Despite its success, CHIP remains temporary and requires an increasingly elusive act of Congress every few years simply to keep it going. Lawmakers have missed reauthorization and funding deadlines over its 23-year history, most recently in 2016 and 2017, and have even threatened to eliminate the program entirely. The repeated uncertainty has harmed children by threatening to interrupt protocols and on-going treatment plans and creating toxic stress for families trying to keep their kids healthy. Threats to CHIP also can force state administrators to suspend program outreach, enrollment, and other activities in order to plan for its possible demise.
Congress most recently pushed CHIP reauthorization to the brink in 2017, when it took lawmakers 132 days — more than four months — to reach a final agreement. First Focus Campaign for Children was instrumental in renewal efforts, bringing to Washington eight families whose children relied on CHIP so they could talk with lawmakers. First Focus also ran national newspaper ads, created online campaigns, educated members of Congress on the need for CHIP and advocated for its extension.
The uncertainty and lengthy delay of the 2017 reauthorization fight led to the first increase in the percentage of uninsured children in two decades. Trump Administration regulatory policies to push children off of health insurance since then have amplified this decline, with the percentage of uninsured children rising to 5.5 percent in 2018.
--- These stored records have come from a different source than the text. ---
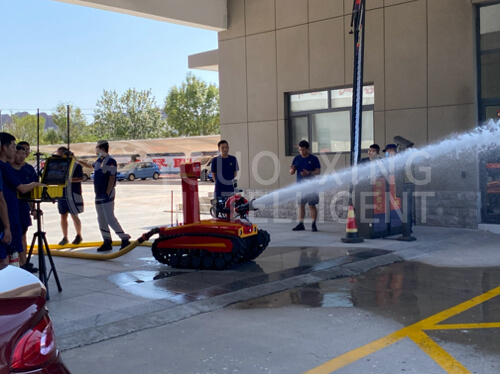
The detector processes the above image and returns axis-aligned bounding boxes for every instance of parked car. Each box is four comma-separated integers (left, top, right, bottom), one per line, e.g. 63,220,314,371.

116,161,160,181
0,264,70,374
82,166,94,182
195,155,217,182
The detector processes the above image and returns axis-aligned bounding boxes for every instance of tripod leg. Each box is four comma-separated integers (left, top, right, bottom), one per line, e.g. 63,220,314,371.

33,231,50,300
41,232,62,292
26,234,36,263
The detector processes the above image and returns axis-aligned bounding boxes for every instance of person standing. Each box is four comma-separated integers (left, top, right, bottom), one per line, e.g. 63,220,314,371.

290,140,321,232
0,173,12,265
10,142,38,273
0,132,43,266
55,147,83,245
359,144,380,164
77,140,130,252
382,143,398,157
211,140,239,198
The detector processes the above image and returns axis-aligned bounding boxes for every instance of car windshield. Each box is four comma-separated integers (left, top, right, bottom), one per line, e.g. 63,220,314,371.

120,162,137,170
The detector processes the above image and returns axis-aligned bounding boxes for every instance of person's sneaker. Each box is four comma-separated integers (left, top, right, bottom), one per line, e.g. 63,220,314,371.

120,239,130,250
71,235,82,245
21,262,38,273
97,240,113,252
292,222,306,231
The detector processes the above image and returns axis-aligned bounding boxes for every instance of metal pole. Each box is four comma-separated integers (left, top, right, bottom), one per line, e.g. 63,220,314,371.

349,0,365,205
66,105,69,151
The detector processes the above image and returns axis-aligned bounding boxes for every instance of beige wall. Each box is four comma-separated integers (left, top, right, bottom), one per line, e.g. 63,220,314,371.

219,0,480,189
56,0,228,31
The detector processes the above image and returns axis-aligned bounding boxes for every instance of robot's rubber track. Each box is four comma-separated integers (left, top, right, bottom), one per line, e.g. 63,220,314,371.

151,230,270,270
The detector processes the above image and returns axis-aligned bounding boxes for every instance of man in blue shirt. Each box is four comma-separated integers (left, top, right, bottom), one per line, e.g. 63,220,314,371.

290,140,321,232
10,141,38,273
212,140,239,198
0,173,12,264
77,140,130,252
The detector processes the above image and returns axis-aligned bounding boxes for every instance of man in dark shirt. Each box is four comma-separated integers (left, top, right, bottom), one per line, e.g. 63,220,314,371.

290,140,321,232
0,132,43,266
212,140,239,198
77,140,130,252
359,144,380,164
56,147,83,245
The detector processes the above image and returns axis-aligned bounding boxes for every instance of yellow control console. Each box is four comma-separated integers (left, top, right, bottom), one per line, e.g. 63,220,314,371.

18,156,75,201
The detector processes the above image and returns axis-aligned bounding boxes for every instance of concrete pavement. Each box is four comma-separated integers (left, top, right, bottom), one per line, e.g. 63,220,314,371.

35,197,500,350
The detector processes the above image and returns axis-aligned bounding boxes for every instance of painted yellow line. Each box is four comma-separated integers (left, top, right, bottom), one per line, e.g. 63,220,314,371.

304,328,408,374
304,287,500,374
409,331,470,374
417,287,500,330
426,322,500,330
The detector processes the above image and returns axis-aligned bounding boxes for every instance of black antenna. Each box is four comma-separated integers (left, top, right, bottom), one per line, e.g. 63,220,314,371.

66,105,69,151
36,109,42,177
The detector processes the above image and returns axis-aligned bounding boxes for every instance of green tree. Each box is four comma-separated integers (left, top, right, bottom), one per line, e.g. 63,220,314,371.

50,103,89,144
93,89,165,139
40,128,62,144
4,114,41,144
164,73,220,136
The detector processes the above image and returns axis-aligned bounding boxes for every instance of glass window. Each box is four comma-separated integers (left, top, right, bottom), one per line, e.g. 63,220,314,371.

311,111,351,153
290,91,328,112
290,116,309,154
332,86,375,108
287,85,375,155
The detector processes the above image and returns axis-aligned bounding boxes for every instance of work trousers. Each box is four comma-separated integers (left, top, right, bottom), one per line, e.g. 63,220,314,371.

95,199,130,241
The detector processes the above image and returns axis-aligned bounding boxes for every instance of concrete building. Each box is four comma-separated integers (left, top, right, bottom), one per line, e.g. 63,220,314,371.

56,0,500,228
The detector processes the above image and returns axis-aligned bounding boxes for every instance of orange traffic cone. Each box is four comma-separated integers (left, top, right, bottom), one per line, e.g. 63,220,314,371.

340,204,364,243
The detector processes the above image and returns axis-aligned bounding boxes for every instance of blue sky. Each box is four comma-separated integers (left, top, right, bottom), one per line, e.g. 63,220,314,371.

0,0,218,119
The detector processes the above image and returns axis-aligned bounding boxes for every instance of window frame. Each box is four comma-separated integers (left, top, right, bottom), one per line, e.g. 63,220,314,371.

285,82,375,156
476,1,500,123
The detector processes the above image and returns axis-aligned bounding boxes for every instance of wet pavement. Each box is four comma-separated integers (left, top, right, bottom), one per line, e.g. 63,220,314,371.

24,184,500,374
63,261,500,374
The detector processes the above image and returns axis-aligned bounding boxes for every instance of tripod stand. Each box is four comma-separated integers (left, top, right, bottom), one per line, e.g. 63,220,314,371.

26,200,62,300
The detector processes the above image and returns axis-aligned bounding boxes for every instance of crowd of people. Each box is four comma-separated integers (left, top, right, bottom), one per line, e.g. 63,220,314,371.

0,136,130,272
0,132,406,272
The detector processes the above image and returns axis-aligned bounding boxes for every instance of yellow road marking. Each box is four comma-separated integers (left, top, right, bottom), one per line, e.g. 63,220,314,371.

425,322,500,330
304,287,500,374
409,331,470,374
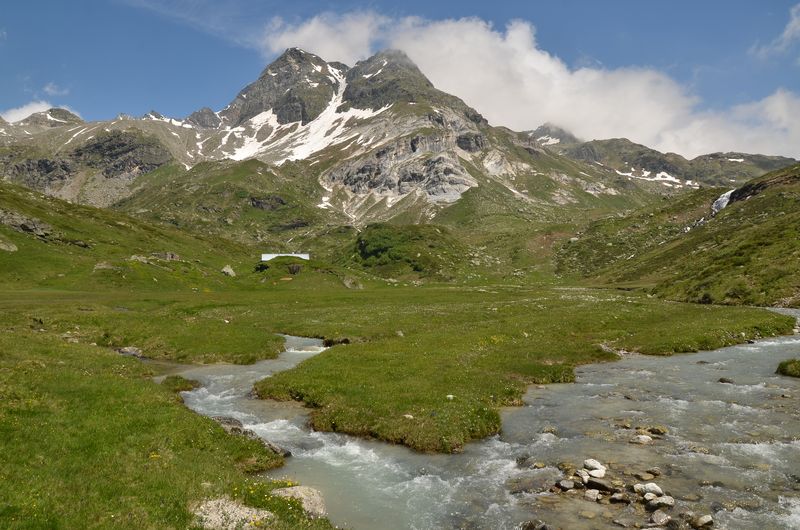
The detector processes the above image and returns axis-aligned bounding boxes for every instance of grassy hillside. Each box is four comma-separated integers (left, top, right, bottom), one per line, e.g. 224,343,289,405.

0,322,332,529
558,165,800,307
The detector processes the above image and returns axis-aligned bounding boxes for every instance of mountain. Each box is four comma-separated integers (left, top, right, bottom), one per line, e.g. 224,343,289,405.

0,48,668,225
531,132,797,188
557,164,800,307
0,48,791,274
528,123,581,148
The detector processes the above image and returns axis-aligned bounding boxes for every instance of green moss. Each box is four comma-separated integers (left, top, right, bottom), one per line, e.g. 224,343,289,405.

161,375,202,393
775,359,800,377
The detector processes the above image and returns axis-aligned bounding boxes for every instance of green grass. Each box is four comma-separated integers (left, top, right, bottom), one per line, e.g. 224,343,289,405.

775,359,800,377
557,165,800,307
161,375,201,393
0,328,330,529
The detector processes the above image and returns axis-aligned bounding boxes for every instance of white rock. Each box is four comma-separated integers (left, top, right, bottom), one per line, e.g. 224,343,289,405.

648,495,675,508
272,486,327,517
589,469,606,478
644,482,664,497
583,490,603,502
650,510,672,526
192,497,274,530
583,458,606,471
692,515,714,528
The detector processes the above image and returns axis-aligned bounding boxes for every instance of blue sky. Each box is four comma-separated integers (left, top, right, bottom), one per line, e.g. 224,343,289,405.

0,0,800,155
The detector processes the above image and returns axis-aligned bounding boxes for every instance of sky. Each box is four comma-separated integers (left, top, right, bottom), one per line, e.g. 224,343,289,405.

0,0,800,158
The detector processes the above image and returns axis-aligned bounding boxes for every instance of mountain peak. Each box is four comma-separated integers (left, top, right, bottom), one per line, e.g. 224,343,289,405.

18,107,83,127
344,49,486,124
528,122,580,146
186,107,222,129
219,48,342,127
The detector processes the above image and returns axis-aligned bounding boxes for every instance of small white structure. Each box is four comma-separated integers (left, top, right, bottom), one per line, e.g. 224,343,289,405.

261,254,311,261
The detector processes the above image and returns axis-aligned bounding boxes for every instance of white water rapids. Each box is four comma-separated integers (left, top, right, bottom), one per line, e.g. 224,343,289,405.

156,312,800,530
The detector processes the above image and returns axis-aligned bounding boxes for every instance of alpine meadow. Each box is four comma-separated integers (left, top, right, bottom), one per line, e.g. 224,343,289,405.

0,4,800,530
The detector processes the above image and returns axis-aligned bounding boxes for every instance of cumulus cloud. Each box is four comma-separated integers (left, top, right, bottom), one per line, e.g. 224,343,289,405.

0,99,80,123
42,81,69,96
750,4,800,59
0,100,53,122
262,12,391,64
263,12,800,157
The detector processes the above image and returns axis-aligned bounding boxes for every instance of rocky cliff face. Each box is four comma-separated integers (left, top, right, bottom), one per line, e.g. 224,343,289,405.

0,131,172,206
219,48,338,127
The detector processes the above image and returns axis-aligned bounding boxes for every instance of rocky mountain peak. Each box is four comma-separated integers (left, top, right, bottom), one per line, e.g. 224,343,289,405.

186,107,222,129
219,48,344,127
528,123,581,147
344,49,487,125
18,107,83,127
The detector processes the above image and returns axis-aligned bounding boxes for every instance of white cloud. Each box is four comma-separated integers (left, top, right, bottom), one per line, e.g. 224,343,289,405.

0,100,53,122
263,12,800,156
42,81,69,96
0,100,80,123
262,12,390,64
750,4,800,59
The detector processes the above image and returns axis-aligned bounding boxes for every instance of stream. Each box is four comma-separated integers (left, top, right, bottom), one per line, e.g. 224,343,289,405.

158,311,800,530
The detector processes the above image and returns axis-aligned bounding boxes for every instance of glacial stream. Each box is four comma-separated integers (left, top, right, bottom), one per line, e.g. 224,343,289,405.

161,311,800,530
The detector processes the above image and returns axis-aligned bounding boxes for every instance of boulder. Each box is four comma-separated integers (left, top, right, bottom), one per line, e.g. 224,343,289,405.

586,477,619,493
117,346,144,359
583,489,603,502
272,486,327,517
557,480,575,491
644,482,664,497
589,469,606,478
0,239,17,252
650,510,672,526
609,493,633,504
519,519,554,530
583,458,606,471
192,497,275,530
692,515,714,528
647,495,675,510
211,416,292,457
506,473,553,493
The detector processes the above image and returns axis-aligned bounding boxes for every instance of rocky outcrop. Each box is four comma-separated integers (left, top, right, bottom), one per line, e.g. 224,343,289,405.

211,416,292,457
326,130,477,203
17,108,83,128
219,48,339,127
71,131,172,178
250,194,286,212
272,486,327,517
0,154,78,193
186,107,222,129
192,497,275,530
0,210,61,240
343,50,487,125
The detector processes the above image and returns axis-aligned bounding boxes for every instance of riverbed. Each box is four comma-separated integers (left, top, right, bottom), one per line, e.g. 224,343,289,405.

162,312,800,530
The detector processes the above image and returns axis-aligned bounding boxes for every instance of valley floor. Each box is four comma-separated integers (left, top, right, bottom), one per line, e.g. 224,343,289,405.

0,281,794,528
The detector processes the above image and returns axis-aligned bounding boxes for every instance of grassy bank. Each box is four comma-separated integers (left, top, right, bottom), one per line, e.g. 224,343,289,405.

0,281,793,452
0,323,329,528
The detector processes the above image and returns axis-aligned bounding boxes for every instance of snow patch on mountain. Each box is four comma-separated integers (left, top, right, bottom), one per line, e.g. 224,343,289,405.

711,190,736,215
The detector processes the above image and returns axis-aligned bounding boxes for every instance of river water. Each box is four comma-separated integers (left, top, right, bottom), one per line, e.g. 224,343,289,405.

161,312,800,530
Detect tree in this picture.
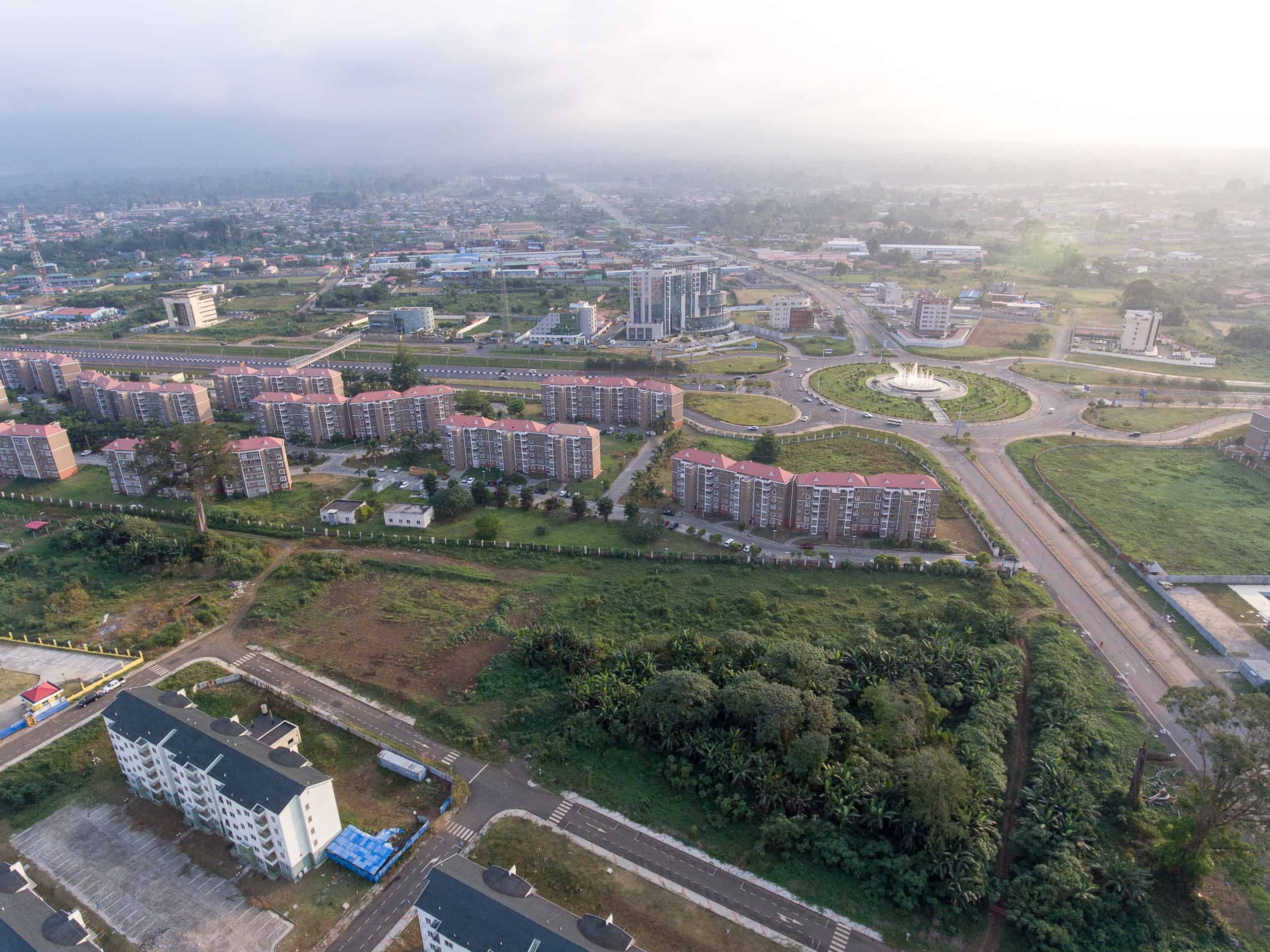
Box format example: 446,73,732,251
388,344,419,391
475,513,503,539
136,423,238,534
1163,688,1270,863
748,430,781,466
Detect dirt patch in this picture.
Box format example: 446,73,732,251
965,317,1046,347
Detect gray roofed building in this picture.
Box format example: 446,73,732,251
0,863,100,952
414,856,642,952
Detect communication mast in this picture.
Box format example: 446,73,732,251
18,204,54,297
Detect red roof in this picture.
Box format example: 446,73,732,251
22,680,61,704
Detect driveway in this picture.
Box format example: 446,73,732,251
11,805,291,952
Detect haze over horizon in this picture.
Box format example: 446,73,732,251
0,0,1270,182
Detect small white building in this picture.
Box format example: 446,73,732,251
321,499,366,525
383,503,433,529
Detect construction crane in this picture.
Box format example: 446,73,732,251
18,204,54,297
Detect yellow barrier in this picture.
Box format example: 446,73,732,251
0,631,141,657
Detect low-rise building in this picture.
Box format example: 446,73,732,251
1243,410,1270,459
0,862,102,952
70,371,212,427
538,375,683,430
671,449,943,542
159,288,220,331
212,363,344,410
0,420,79,480
383,503,435,529
102,687,342,880
0,350,81,396
441,414,602,480
414,856,642,952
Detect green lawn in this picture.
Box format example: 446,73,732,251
1081,406,1237,433
1010,441,1270,574
683,390,799,427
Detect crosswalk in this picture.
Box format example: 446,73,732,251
437,814,476,843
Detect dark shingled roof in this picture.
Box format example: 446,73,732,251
103,688,330,813
414,856,642,952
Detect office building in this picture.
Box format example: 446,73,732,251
71,371,212,427
912,295,952,338
1243,410,1270,459
626,265,734,340
0,862,102,952
0,420,79,480
441,414,602,480
212,363,344,410
771,295,812,330
252,391,353,445
0,350,81,396
225,437,291,498
414,856,642,952
348,383,454,439
366,307,437,334
102,437,291,498
102,687,342,880
159,288,220,331
671,449,943,542
1120,310,1163,353
538,375,683,430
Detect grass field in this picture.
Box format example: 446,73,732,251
471,819,781,952
1081,406,1234,433
1011,441,1270,575
683,390,799,427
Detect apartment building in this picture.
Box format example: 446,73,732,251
212,363,344,410
414,856,642,952
0,350,81,396
441,414,602,480
671,449,943,542
626,265,734,340
0,862,102,952
912,295,952,338
1243,410,1270,459
102,687,340,880
71,371,212,427
159,288,220,331
1120,310,1165,353
771,295,812,330
538,375,683,430
102,437,291,498
225,437,291,499
250,390,353,445
0,420,79,480
348,384,454,439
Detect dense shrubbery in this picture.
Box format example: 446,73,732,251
515,599,1021,910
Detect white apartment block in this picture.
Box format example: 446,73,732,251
1120,310,1165,353
159,288,220,331
771,295,812,330
102,687,340,880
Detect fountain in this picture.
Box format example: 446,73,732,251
887,363,948,393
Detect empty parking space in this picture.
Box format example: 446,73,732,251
11,805,291,952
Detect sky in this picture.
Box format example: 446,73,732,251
0,0,1270,180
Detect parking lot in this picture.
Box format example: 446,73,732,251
0,641,128,726
11,805,291,952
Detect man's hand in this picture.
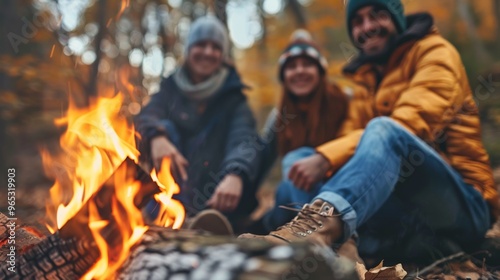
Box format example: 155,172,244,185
151,136,189,182
207,174,243,212
288,153,330,192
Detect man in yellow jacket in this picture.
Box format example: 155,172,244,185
241,0,500,262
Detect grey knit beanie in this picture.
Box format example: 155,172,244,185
184,15,229,58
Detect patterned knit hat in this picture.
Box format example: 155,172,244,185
346,0,407,37
184,15,229,58
278,29,328,82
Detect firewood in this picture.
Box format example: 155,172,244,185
118,228,358,280
0,213,43,263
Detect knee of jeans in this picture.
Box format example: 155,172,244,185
281,147,316,176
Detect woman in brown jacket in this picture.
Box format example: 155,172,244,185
254,30,348,231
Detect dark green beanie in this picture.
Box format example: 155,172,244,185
346,0,406,37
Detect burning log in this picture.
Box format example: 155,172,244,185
0,95,352,280
0,222,344,280
0,159,346,280
117,228,352,280
0,233,99,280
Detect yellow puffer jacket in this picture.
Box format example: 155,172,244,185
317,16,500,218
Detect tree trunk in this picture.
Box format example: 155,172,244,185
288,0,307,28
213,0,227,27
493,0,500,49
86,0,106,104
457,0,491,64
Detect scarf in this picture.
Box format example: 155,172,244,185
174,66,229,101
276,76,348,156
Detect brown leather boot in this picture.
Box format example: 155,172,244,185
238,199,343,246
185,209,234,236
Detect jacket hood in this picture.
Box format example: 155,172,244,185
343,13,434,74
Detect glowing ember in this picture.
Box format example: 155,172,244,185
42,91,185,279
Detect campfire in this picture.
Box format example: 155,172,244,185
42,94,185,279
0,89,335,280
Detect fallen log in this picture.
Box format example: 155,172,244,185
0,156,357,280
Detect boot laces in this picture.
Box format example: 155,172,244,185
278,204,328,236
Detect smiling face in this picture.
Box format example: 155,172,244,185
186,41,223,83
351,6,397,55
283,56,320,97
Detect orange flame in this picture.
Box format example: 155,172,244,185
42,89,185,279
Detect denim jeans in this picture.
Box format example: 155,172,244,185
264,117,491,254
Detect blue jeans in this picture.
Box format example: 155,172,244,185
264,117,491,251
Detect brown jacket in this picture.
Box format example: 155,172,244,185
317,17,500,220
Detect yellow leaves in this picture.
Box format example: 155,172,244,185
356,261,407,280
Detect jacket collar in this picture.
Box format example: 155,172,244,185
343,13,435,74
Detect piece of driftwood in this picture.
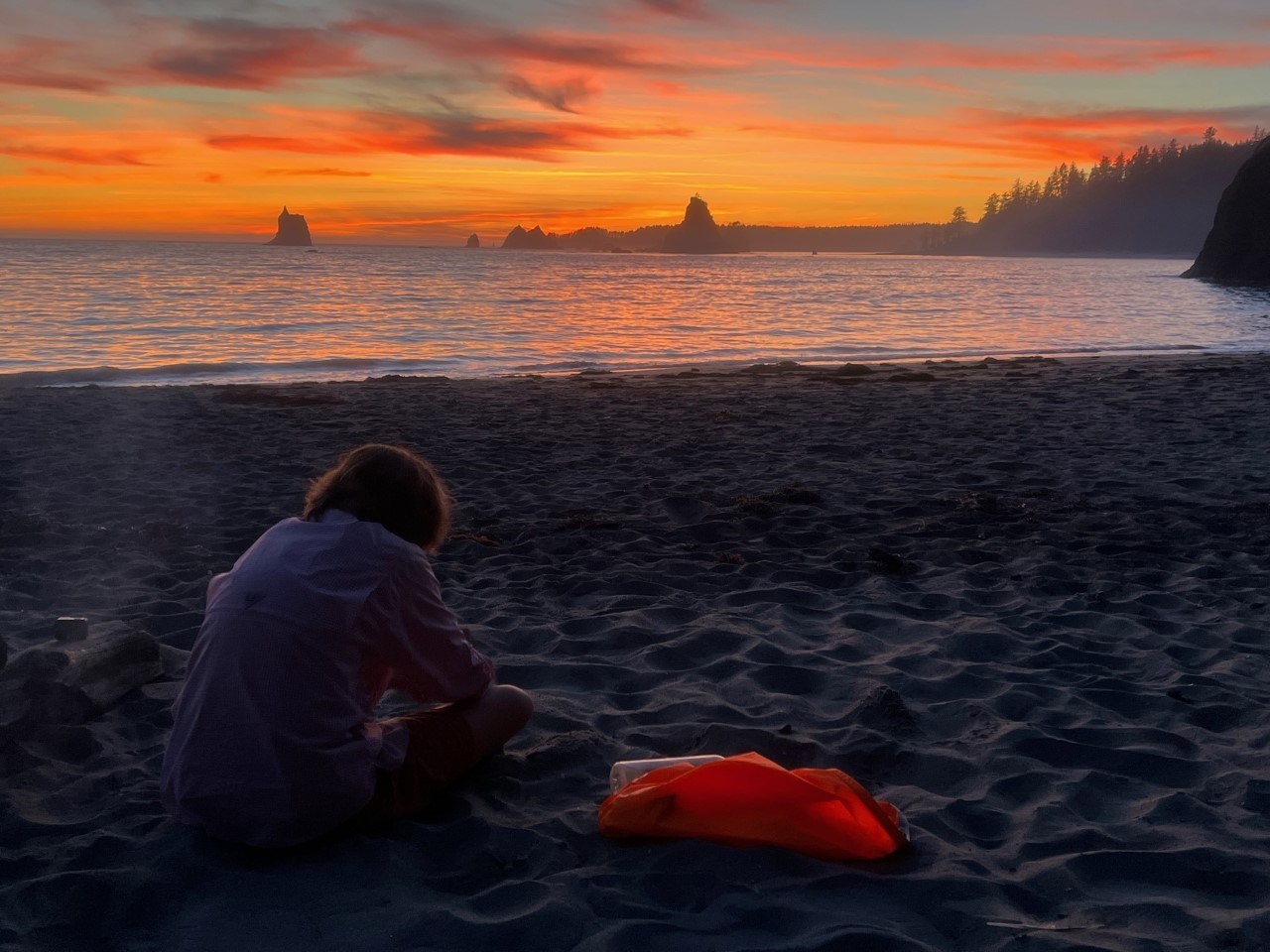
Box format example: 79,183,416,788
0,625,164,734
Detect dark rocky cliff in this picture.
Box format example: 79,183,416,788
264,205,314,246
662,195,743,255
1183,140,1270,286
503,225,560,251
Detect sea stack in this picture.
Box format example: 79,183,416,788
503,225,560,251
264,205,314,248
1183,140,1270,286
662,195,740,255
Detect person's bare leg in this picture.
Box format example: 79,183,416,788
456,684,534,767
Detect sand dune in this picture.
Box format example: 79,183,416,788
0,355,1270,952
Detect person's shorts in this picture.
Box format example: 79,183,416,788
361,707,476,820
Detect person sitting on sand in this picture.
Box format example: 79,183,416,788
160,444,534,847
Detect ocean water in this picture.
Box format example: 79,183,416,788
0,241,1270,385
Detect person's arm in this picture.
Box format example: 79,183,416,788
368,552,494,702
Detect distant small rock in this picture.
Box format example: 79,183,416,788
503,225,560,251
1183,140,1270,286
264,205,314,248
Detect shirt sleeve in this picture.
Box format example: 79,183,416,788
364,551,494,702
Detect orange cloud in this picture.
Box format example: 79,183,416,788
205,112,687,162
0,36,109,92
503,73,598,113
0,142,153,165
264,169,371,178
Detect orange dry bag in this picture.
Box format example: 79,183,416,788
599,753,908,860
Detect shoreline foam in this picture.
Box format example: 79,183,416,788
0,354,1270,952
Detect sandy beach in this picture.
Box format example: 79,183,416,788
0,354,1270,952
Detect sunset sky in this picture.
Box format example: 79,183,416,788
0,0,1270,244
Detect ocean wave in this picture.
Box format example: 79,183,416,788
0,357,447,387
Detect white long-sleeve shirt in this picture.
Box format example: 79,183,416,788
160,511,494,847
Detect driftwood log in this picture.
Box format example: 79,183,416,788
0,625,164,736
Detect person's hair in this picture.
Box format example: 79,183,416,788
301,443,450,549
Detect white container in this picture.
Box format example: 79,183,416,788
608,754,722,793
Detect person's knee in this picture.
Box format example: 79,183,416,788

No other federal health insurance program – not Medicare, Medicaid, the VA, TRICARE or FEHBP – is subject to frequent expirations, funding cliffs, the need for offsets, or the potential to be used as a bargaining chip.
CHIP remains a popular, cost-effective, public-private partnership. A 2017 poll by the Kaiser Family Foundation found that 88% of American voters consider CHIP reauthorization an important priority for the president and Congress.
The Finkenauer-Buchanan bill would ensure the long-term future of CHIP, finally answering the repeated call from pediatricians, public health officials, parents and members of Congress themselves to guarantee the health and well-being of our nation’s children.
The CARING for Kids Act would:
- Protect the health coverage of 10 million children;
- Give CHIP equal status with other federal health insurance programs;
- Protect CHIP from changes to or elimination of the Affordable Care Act that could make CHIP extension more difficult in the future;
- Allow health experts and advocates to shift their focus to important problems facing children, such as infant mortality, mental health, substance abuse, diabetes, asthma, and oral health; and,
- Let states pursue innovation and improvements to CHIP rather than contingency plans for its elimination.